6 Replies Latest reply: Aug 30, 2016 9:36 AM by Cazi Brasga RSS

    Proof of concept DR test

    Erik Maurer Newbie

      We currently have two Nimble arrays (one at production, one at DR site) using protection groups to replicate volumes from the primary array to the DR array every two hours over a gigabit link.

      We have three VMware ESXi 5.5 hosts at each location connected to the Nimble via iSCSI.

      We would like to perform a small "proof of concept" DR test with 5 Server 2008 VM's / volumes to satisfy one of our department's regulatory compliance requirements.

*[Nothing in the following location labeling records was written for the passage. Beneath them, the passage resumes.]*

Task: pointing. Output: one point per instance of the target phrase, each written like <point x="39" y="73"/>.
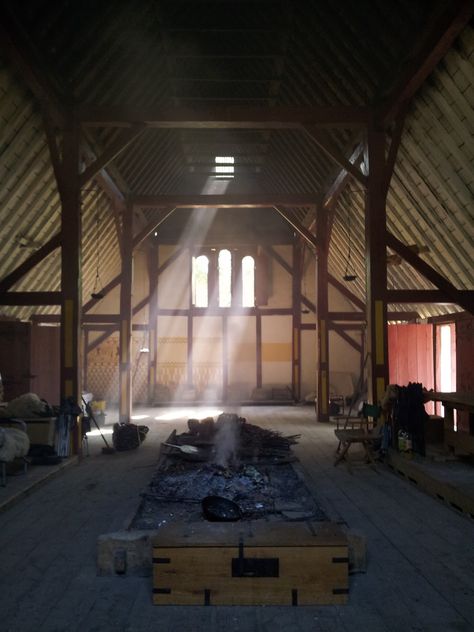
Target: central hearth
<point x="234" y="461"/>
<point x="227" y="518"/>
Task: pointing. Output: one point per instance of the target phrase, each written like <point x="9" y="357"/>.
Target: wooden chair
<point x="364" y="430"/>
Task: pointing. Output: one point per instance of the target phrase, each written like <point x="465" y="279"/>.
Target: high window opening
<point x="225" y="278"/>
<point x="446" y="363"/>
<point x="224" y="167"/>
<point x="248" y="281"/>
<point x="200" y="281"/>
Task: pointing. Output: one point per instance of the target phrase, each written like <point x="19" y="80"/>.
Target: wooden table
<point x="458" y="442"/>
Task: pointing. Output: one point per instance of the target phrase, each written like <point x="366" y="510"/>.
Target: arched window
<point x="225" y="278"/>
<point x="200" y="276"/>
<point x="248" y="281"/>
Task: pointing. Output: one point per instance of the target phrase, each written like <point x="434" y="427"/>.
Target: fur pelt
<point x="24" y="406"/>
<point x="13" y="443"/>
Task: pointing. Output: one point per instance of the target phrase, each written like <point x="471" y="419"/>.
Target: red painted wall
<point x="410" y="356"/>
<point x="464" y="361"/>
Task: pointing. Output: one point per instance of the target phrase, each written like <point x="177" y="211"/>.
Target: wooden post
<point x="322" y="309"/>
<point x="296" y="339"/>
<point x="376" y="265"/>
<point x="152" y="261"/>
<point x="125" y="333"/>
<point x="258" y="325"/>
<point x="71" y="275"/>
<point x="225" y="357"/>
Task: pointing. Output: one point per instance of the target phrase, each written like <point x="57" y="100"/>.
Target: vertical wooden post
<point x="296" y="344"/>
<point x="85" y="361"/>
<point x="125" y="339"/>
<point x="225" y="357"/>
<point x="322" y="309"/>
<point x="258" y="334"/>
<point x="376" y="265"/>
<point x="152" y="261"/>
<point x="71" y="275"/>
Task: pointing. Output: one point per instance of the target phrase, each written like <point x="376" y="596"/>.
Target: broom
<point x="108" y="448"/>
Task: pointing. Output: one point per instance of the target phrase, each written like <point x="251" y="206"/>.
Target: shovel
<point x="187" y="449"/>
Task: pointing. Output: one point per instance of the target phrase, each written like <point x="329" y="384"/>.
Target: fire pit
<point x="228" y="519"/>
<point x="242" y="464"/>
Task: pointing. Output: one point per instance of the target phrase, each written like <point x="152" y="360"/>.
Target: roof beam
<point x="27" y="265"/>
<point x="241" y="117"/>
<point x="323" y="143"/>
<point x="30" y="298"/>
<point x="345" y="292"/>
<point x="451" y="293"/>
<point x="437" y="297"/>
<point x="17" y="49"/>
<point x="345" y="336"/>
<point x="298" y="226"/>
<point x="151" y="226"/>
<point x="115" y="148"/>
<point x="434" y="44"/>
<point x="263" y="200"/>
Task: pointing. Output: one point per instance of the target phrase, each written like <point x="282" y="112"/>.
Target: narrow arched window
<point x="225" y="278"/>
<point x="200" y="281"/>
<point x="248" y="281"/>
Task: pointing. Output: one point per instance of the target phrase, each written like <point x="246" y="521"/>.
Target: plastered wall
<point x="221" y="359"/>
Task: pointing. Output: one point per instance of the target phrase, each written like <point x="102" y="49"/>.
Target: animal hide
<point x="13" y="443"/>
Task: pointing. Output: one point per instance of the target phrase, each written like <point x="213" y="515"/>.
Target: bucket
<point x="98" y="406"/>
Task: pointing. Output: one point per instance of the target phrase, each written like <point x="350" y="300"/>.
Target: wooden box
<point x="251" y="564"/>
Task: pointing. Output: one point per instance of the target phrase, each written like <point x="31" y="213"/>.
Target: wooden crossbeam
<point x="439" y="297"/>
<point x="451" y="293"/>
<point x="345" y="292"/>
<point x="297" y="225"/>
<point x="37" y="256"/>
<point x="261" y="200"/>
<point x="344" y="335"/>
<point x="238" y="117"/>
<point x="30" y="298"/>
<point x="125" y="138"/>
<point x="152" y="226"/>
<point x="17" y="48"/>
<point x="323" y="143"/>
<point x="433" y="44"/>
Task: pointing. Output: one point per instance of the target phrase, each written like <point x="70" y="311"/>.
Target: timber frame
<point x="375" y="128"/>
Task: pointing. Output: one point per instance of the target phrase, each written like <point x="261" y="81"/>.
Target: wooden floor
<point x="420" y="574"/>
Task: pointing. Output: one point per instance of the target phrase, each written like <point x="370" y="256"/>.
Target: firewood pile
<point x="248" y="439"/>
<point x="236" y="462"/>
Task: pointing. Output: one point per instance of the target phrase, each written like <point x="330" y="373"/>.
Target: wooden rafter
<point x="459" y="297"/>
<point x="297" y="225"/>
<point x="344" y="335"/>
<point x="451" y="293"/>
<point x="27" y="265"/>
<point x="433" y="45"/>
<point x="152" y="226"/>
<point x="238" y="117"/>
<point x="124" y="139"/>
<point x="30" y="298"/>
<point x="334" y="154"/>
<point x="17" y="48"/>
<point x="259" y="200"/>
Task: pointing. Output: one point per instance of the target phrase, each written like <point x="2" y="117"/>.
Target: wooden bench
<point x="363" y="430"/>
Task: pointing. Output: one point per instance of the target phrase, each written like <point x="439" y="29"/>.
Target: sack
<point x="128" y="436"/>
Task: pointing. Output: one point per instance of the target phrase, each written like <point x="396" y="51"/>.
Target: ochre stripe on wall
<point x="276" y="352"/>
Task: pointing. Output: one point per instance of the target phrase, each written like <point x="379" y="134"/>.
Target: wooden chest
<point x="250" y="564"/>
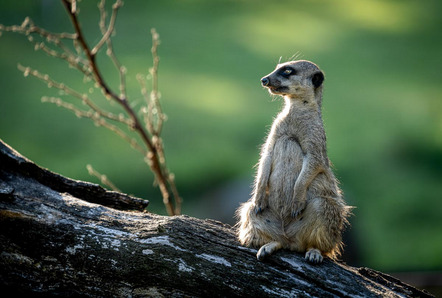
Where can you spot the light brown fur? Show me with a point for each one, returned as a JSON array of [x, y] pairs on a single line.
[[296, 202]]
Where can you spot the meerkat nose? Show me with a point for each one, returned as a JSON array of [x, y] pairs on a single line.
[[265, 81]]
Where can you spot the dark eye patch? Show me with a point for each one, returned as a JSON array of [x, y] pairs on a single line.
[[287, 71]]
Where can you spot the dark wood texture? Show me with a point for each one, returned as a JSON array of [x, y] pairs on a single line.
[[64, 237]]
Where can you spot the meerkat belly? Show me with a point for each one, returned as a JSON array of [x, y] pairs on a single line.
[[286, 166]]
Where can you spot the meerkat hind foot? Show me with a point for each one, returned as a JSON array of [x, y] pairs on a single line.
[[314, 256], [268, 249]]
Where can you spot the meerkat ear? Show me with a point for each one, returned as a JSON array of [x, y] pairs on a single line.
[[317, 79]]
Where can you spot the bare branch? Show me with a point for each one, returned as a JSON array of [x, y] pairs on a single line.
[[83, 58]]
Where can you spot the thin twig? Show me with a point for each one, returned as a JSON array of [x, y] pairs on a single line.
[[161, 175]]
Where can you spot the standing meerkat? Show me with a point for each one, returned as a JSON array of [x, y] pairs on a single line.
[[296, 202]]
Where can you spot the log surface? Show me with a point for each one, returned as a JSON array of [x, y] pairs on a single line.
[[64, 237]]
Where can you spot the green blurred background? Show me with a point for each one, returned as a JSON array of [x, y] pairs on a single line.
[[382, 107]]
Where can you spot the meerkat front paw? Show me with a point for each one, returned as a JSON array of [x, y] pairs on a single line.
[[314, 256], [268, 249], [297, 208], [298, 203], [261, 202]]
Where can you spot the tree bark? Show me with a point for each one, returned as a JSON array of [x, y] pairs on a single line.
[[71, 238]]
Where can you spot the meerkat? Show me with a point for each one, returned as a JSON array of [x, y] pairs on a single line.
[[296, 203]]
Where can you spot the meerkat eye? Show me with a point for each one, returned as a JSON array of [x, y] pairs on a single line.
[[287, 71]]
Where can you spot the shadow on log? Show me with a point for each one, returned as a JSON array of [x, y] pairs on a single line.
[[71, 238]]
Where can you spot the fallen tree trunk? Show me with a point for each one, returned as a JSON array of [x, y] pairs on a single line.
[[64, 237]]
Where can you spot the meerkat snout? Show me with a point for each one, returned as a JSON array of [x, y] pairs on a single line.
[[265, 81]]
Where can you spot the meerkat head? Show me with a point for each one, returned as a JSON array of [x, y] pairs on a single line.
[[296, 80]]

      The overall goal is to take down the VMs at the production site, bring them up at the DR site, have the staff verify everything works, then delete the VMs at the DR site and turn the VMs back on at the production site.

       

      What is the best procedure to accomplish this without using third party software?

       

      We are thinking:

      1. Shut down the five Windows servers
      2. Take a manual Nimble snapshot of the five volumes
      3. Take the five volumes offline on the production Nimble
      4. On the DR nimble, find the snapshots we just took and set them to online
      5. "Rescan all" in VMware to discover newly online datastores on the DR Nimble
      6. Browse datastores, add .VMX files to VMware inventory, and power on
      7. Verify functionality, then power off servers
      8. Take volumes offline on DR Nimble
      9. Set volumes online on production Nimble
      10. Power on servers

       

      Maybe it's not necessary to take the production volumes offline on the Nimble since the servers are shut down.

      Would it be better to close the snapshots and bring the clones online on the DR Nimble?

       

      Am I missing anything? Are we going about this totally wrong? Sorry for my ignorance, this is sadly the first time we've tried a DR test since we implemented the Nimble solution.

        • Re: Proof of concept DR test
          Newbie

          Assume that each side has its own vCenter, and each volume is a datastore where w2k8 server resides, you could consider:

           

          Production Site (Site P)

          Secondary Site (Site S)

           

          Test Failover - The goal is to test DR for these 5 servers without impacting current operation.

            1. (Site P) If need the latest server changes, take manual Nimble snapshot with "replicate" option of the 5 volumes and wait for replication completes.

            2. (Site S) For each volume, locate the latest replicated snapshot and create a clone.

            3. (Site S) Associate appropriate ACL to the 5 newly cloned volumes.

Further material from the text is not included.